Angkor Wat was the most anticipated part of our trip. It had been on my bucket list for decades.
We had an ideal introduction to Angkor Wat when an Australian archaeologist, David Brotherson of the University of Sydney, lectured us on the Greater Angkor Project, which seeks an understanding of the city as a whole and not just the temples. His PhD thesis involves mapping the city from 802-1431 AD, known as the Angkorian Period.
I had not realized that at one time the Khmer Empire included all of Southeast Asia.
Angkor’s 100 or so temples make up the skeleton of a spectacular administrative and religious center which had houses, palaces and public buildings constructed of wood. They have long since decayed.

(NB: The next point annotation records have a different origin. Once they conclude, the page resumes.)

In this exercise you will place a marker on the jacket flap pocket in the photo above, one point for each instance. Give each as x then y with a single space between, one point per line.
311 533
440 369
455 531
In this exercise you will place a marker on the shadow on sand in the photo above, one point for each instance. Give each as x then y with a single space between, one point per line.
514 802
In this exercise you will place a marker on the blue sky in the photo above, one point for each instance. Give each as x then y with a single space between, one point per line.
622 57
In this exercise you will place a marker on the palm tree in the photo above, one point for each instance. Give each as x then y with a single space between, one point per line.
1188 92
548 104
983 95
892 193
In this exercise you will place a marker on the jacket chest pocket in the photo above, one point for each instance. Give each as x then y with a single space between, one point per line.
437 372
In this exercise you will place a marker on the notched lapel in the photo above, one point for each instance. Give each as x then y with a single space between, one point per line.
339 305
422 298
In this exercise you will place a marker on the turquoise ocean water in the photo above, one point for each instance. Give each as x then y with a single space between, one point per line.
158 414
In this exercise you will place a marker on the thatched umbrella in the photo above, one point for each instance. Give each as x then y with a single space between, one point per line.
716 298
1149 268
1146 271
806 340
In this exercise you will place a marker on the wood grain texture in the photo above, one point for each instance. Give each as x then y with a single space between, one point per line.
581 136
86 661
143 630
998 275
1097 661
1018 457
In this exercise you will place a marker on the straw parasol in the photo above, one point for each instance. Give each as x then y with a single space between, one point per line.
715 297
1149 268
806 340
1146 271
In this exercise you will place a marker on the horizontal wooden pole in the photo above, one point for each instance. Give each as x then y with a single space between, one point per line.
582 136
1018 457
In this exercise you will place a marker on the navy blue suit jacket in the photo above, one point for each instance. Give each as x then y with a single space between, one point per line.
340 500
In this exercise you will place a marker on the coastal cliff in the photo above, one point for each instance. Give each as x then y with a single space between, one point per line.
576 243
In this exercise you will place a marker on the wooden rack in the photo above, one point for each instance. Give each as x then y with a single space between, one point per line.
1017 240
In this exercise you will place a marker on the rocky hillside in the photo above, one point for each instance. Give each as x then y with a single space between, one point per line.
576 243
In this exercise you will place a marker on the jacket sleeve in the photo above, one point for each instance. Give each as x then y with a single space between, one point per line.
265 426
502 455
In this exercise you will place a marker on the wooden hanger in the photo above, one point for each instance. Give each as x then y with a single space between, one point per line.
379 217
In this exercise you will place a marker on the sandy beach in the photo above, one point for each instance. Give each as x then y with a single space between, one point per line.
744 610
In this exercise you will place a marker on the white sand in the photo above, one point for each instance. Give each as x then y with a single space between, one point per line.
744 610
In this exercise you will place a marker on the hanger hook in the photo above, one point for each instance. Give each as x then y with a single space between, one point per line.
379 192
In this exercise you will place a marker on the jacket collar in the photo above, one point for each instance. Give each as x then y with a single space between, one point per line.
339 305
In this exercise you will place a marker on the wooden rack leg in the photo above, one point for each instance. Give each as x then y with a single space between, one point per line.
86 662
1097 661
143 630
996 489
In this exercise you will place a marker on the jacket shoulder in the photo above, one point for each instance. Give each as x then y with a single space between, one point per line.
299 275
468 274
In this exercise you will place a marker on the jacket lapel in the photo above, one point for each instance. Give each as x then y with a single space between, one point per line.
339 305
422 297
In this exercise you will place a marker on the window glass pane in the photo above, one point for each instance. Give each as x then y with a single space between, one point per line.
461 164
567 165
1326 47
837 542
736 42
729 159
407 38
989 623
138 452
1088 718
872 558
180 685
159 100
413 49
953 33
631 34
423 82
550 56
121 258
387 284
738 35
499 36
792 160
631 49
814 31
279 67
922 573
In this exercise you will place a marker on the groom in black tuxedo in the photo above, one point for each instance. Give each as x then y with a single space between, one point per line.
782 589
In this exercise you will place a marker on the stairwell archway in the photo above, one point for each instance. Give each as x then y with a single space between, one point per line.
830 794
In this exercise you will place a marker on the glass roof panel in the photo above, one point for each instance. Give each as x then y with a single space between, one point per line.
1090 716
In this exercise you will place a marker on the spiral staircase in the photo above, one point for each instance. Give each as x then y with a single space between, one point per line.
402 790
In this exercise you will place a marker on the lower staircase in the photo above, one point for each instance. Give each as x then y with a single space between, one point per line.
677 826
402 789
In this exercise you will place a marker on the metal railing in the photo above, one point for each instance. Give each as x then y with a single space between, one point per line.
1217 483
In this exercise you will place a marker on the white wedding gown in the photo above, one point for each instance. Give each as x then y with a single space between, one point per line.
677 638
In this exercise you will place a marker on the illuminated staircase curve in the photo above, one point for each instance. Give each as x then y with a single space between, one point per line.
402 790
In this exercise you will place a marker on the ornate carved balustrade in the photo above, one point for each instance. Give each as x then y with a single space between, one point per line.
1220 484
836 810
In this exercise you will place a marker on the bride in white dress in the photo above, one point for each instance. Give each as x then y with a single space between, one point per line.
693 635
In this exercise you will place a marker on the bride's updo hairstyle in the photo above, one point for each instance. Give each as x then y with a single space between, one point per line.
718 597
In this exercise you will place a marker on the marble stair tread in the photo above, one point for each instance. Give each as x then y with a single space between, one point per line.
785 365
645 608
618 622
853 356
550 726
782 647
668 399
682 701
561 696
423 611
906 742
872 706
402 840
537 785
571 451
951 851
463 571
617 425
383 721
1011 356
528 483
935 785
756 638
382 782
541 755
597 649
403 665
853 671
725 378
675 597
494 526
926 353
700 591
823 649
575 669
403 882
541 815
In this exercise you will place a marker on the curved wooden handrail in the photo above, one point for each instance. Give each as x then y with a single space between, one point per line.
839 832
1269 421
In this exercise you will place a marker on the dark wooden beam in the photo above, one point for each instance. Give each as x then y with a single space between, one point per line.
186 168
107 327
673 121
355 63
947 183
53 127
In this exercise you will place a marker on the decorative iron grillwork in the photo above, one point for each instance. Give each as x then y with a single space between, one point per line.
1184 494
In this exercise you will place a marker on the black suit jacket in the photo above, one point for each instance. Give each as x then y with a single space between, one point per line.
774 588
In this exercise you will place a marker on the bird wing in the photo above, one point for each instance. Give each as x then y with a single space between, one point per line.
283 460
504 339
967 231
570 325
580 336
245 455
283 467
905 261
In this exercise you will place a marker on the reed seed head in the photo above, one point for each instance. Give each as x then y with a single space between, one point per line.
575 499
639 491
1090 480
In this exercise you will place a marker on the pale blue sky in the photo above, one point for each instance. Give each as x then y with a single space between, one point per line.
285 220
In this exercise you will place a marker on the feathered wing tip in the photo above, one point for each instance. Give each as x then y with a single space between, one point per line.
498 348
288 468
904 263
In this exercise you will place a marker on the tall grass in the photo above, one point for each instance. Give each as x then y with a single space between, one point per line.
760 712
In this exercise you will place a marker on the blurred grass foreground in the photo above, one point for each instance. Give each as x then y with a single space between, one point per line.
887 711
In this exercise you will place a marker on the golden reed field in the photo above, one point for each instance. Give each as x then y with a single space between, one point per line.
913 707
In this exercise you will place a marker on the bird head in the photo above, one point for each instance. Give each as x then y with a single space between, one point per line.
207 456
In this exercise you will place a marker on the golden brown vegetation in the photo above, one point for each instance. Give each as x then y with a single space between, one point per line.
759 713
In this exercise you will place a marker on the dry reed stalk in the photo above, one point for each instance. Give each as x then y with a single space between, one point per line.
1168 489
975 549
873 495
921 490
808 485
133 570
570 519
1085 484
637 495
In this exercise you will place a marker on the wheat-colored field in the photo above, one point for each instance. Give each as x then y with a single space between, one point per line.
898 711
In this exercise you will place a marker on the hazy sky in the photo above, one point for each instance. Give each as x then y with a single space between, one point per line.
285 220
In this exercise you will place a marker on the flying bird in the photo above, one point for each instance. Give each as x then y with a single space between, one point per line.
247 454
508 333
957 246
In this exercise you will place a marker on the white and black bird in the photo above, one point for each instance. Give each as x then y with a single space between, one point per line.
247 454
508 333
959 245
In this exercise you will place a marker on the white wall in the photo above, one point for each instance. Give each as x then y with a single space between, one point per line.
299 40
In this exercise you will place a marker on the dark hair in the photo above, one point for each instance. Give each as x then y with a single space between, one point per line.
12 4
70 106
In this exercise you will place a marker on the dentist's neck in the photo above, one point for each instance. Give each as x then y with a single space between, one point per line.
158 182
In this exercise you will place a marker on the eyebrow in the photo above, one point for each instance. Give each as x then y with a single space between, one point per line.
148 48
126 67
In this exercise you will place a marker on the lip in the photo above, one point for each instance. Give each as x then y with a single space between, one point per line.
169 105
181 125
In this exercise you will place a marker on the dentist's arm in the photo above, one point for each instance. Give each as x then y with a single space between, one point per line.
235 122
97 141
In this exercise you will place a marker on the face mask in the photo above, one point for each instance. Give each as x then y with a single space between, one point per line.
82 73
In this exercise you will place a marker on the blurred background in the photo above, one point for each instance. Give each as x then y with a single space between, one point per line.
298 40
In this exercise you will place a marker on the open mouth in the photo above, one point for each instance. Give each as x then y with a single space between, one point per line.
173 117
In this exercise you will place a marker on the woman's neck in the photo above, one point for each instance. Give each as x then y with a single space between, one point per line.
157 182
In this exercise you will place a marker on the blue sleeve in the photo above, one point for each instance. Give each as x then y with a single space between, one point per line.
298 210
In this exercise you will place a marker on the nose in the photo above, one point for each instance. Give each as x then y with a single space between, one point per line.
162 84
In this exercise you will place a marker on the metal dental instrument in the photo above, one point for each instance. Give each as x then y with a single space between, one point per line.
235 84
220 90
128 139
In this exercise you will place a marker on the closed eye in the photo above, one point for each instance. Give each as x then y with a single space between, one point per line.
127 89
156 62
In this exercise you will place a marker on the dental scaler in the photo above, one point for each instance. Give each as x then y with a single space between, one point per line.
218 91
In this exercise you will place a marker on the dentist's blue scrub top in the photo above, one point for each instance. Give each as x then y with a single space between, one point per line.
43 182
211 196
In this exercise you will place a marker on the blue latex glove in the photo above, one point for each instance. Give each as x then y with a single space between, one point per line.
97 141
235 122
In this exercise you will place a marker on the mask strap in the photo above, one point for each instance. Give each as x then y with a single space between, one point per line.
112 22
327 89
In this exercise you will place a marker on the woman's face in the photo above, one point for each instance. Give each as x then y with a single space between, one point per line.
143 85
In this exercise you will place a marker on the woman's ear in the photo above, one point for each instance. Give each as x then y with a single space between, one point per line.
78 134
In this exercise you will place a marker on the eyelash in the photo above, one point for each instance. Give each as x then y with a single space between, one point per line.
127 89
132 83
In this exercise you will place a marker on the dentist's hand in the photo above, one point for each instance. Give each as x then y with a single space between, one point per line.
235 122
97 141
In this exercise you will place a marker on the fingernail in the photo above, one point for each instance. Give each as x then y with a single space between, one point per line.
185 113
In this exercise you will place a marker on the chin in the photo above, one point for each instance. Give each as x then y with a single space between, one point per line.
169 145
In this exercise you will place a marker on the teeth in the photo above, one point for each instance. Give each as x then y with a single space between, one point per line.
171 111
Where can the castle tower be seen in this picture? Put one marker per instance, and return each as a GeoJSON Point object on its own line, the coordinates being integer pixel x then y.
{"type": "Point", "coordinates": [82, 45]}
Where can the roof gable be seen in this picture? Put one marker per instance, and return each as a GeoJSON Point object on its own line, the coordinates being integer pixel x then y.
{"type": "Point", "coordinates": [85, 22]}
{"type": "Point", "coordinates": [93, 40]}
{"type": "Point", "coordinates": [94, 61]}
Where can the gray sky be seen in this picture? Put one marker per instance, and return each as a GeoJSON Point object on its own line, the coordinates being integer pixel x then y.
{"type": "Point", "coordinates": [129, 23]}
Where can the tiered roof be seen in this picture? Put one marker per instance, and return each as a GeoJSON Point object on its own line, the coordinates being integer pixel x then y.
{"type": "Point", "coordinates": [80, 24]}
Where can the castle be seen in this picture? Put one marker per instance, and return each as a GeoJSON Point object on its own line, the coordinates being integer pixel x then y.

The right to dwell in brick or stone structures was reserved for the gods. The Khmer king identified with Shiva, Brotherson explained, which led to stability.
The temple is at the center of the complex. The reservoir was built in the 10th century and the second temple in the 12th century. They believe Angkor Wat started to decline in the 15th century.
It’s horrible to think what happened to these temples in the 1970’s and the 1990’s. During these times of civil war, Angkor Wat became a battlefield and looting was rampant.
Our guide, Kheang (who was fantastic) was conscripted at the age of 13. He remembers sleeping with his AK47 inside the temple at night. He saw a Buddha’s head being taken away one night.
Artifacts are still being discovered all over the world. Some of them are being returned to Cambodia but many are lost forever.
Because we were a small group and had an experienced guide, we were able to visit some of the lesser known and seldom visited areas: Banteay Srei, also known as the “Citadel of Women,” and Banteay Samre.
We had a lovely sunset experience in a gondola-like boat with wine and canapes served. We were really lucky that our boatman happened to be a sometime singer and he serenaded all of us as he paddled us around the moat at sunset.
Angkor Wat is a place of magic and spirituality that will long stay with me.